Plus dramatique encore, le NPD a perdu des circonscriptions historiques dans le sud-ouest de l’Ontario, bastions syndicaux de longue date. Les données de l’Institut Angus Reid de 2023 révélaient déjà cette fracture : les membres de syndicats du secteur privé étaient aussi susceptibles de croire que le Parti conservateur défendrait mieux les intérêts des travailleurs que le NPD.
Cette rupture avec sa base traditionnelle illustre l’échec stratégique de Singh. Comment le parti de la classe ouvrière a-t-il pu perdre la confiance de ceux qu’il prétendait représenter ?
Un potentiel de remontée hypothétique
Malgré ce tableau sombre, 45 % des Canadiens affirment qu’ils « pourraient ou ne pourraient pas » considérer le NPD, selon le nouveau leader et l’orientation du parti. Cette ouverture conditionnelle offre une mince lueur d’espoir, mais à quel prix ?
Même les anciens électeurs du parti restent divisés sur l’avenir : 47 % estiment que « l’avenir est brillant » si le parti trouve le bon leader, tandis que 28 % pensent que « les plus beaux jours sont derrière ». L’optimisme des plus jeunes (61 % des 18-34 ans croient en l’avenir du parti) contraste avec le pessimisme des plus âgés.
Davies à la barre : un intérim controversé
L’arrivée de Don Davies comme leader intérimaire n’a pas fait l’unanimité. Trois des sept députés restants ont critiqué le processus de nomination, révélant les tensions internes qui minent le parti. Quand une formation politique ne peut même plus s’entendre sur son leadership temporaire, comment peut-elle se prétendre apte à gouverner le pays ?
L’équation impossible
Le NPD fait face à une équation mathématique cruelle. D’un côté, 73 % des électeurs conservateurs excluent catégoriquement de voter pour eux. De l’autre, les libéraux continuent d’aspirer leurs électeurs grâce au vote stratégique.
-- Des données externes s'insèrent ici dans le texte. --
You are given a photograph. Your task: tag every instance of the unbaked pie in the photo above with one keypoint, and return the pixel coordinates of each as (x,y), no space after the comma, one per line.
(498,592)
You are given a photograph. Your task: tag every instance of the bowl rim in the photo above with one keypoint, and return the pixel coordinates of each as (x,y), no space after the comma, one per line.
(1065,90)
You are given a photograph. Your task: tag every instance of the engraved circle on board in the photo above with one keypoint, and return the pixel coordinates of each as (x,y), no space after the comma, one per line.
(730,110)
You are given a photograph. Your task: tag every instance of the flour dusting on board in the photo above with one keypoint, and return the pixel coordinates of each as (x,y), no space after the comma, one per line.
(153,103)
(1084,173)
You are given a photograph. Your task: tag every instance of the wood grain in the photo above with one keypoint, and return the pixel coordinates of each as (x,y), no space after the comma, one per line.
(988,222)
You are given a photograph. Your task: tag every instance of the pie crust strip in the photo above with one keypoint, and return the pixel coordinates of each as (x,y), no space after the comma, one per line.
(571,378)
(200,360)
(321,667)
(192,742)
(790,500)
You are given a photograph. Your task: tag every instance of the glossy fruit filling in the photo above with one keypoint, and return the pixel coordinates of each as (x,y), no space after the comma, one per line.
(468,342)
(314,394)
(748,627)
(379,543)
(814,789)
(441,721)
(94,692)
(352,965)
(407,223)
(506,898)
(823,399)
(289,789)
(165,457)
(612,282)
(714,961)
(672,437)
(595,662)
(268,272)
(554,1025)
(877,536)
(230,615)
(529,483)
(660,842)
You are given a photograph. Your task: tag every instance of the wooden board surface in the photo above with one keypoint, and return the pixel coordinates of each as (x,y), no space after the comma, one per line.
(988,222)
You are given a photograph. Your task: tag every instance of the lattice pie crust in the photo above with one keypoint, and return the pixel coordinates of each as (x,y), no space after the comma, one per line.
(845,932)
Seuls 18 % des électeurs libéraux de 2025 considéreraient « définitivement » le NPD, tandis que 63 % attendent de voir la direction que prendra le parti après la course au leadership. Cette prudence témoigne d’une méfiance profonde envers une formation qui a déçu.
Le NPD se trouve ainsi pris en étau : trop à gauche pour séduire le centre, pas assez crédible pour mobiliser sa base traditionnelle, et victime d’un système électoral qui pousse au vote stratégique.
L’effondrement du NPD n’est pas qu’un accident de parcours, c’est le résultat d’années de complaisance envers les Libéraux et d’un leadership qui n’a su ni rassembler ni convaincre. La route vers la rédemption sera longue, si elle existe encore.